Habib Essid : Beaucoup de choses ont été réalisées et beaucoup reste à faire. Au moment de ma désignation à la tête du gouvernement, le 6 février 2015, j’ai présenté devant l’Assemblée des représentants du peuple [ARP] un programme et des objectifs, auxquels le gouvernement s’est globalement tenu, malgré de nombreux aléas. Le premier concernait la situation sécuritaire, qu’il fallait impérativement améliorer. Des moyens financiers et humains importants ont été mis à la disposition de l’armée et des forces de sécurité pour faire face au danger. C’est le point positif à retenir, d’autant que nous avons déjoué de nombreuses attaques et enregistré des succès, comme à Ben Guerdane, en mars dernier, sans oublier le démantèlement de cellules terroristes, qui a eu un impact stratégique indéniable.
Les accords passés avec l’Union générale tunisienne du travail (UGTT) et l’Administration, ainsi que ceux passés entre les partenaires sociaux, ont permis de préserver la cohésion sociale, mais aussi de créer un environnement favorable à la relance de l’investissement. Au niveau économique, nous avons accordé des augmentations de salaire aux couches les plus démunies et avons agi sur l’inflation, passée de 5,7 % en février 2015 à 3,3 % actuellement, ce qui n’est pas négligeable pour les plus modestes.
Mais l’un des points essentiels est la relance de grands projets, totalisant 10 milliards de dinars [environ 4,4 milliards d’euros] d’investissement, comme le Réseau ferré rapide [RFR] sur le Grand Tunis, les autoroutes Sfax-Gabès-Médenine et Medjez el-Bab-Bousalem, et quelques barrages. Plus de 80 % de ces projets ont redémarré et vont participer au désenclavement des régions. Nous avons aussi élaboré une note d’orientation pour un plan quinquennal 2016-2020, ce qui faisait défaut depuis 2010.

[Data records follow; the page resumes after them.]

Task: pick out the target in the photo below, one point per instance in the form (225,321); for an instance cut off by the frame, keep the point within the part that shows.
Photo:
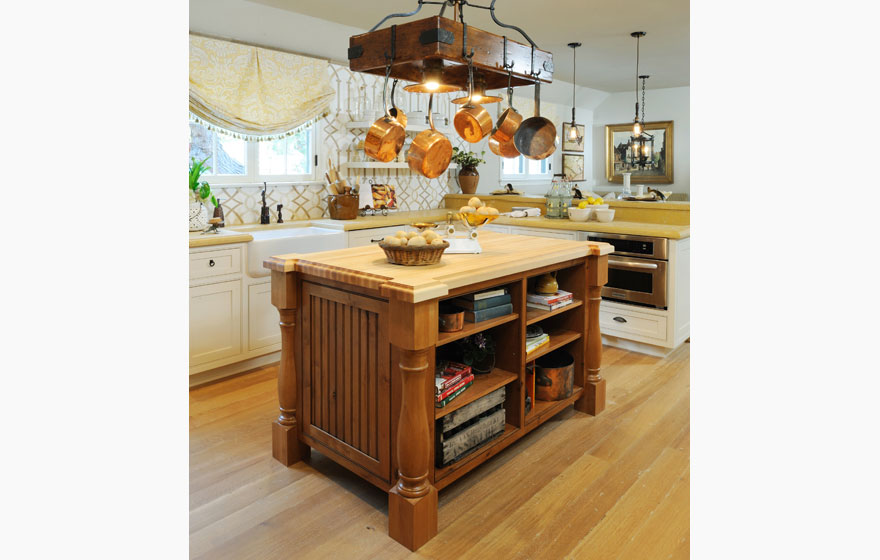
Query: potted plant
(468,176)
(200,191)
(478,351)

Quelle est la part de responsabilité de l’ARP dans la lenteur des réformes ?
La démocratie est un apprentissage ; l’exécutif et le législatif sont en train d’apprendre ensemble. Leurs missions ne sont pas les mêmes ; préparer un projet de loi est une chose, le faire adopter, une autre. Cela nécessite des débats, et donc du temps. Nulle mauvaise volonté ici, mais des mécanismes mal huilés à maîtriser. Grâce à des consultations régulières avec le président de l’ARP, la situation s’est nettement améliorée lors des dernières semaines, où plusieurs projets de loi importants sont passés.
La situation économique est extrêmement critique. Allez-vous décréter un état d’urgence économique et social ? Et prendre des décisions qui fâchent ?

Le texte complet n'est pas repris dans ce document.